This interview with a 107-year-old Irish farmer from 1965 offers a fascinating insight into agricultural change in Ireland.
Michael Fitzpatrick, who was originally from County Clare, began collecting an old age pension in 1927 and moved to a land-commissioned farm in Maynooth in County Kildare in 1940.
Asked about the type of changes he had witnessed in farming over the past century, Fitzpatrick said the biggest change was in machinery, noting the invention of the reaper-binder, which improved upon the simple reaper and made it easier to harvest low-stem crops such as wheat and barley.
He also referenced the introduction of the combine harvester, which did as much work in one morning as a simple reaper would do in a week.
However, despite the obvious advance in technology, Fitzpatrick noted that most farmers couldn't afford the new machinery, while one farmer living just outside Maynooth refused to allow it on his land, instead using men to harvest his crops. The men were paid rates of three and six pence per day, Fitzpatrick added.
Fitzpatrick also spoke about witnessing the Bodyke Evictions in County Clare during the 1880s.
Taking place during the Land War - a protest against the landlord class in Ireland in the late 19th century - the Bodyke Evictions took place in the Bodyke section of Colonel John O’Callaghan’s estate in County Clare in 1887 and are among the ugliest evictions in Irish history.

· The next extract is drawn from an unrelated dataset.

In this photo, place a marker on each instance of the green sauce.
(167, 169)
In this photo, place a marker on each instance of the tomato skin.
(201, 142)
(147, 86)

With police assistance, O'Callaghan evicted dozens of tenants from their homes in evictions that continued throughout the 1890s. Goods and livestock were often seized when tenants refused to pay rent.
Remembering the evictions, Fitzpatrick said he was present at one such eviction that went on for five hours.
"They were very cruel. They threw out children and women on the roadside," he said.
Fitzpatrick recalled seeing one family with a three-day-old baby being taken from their home.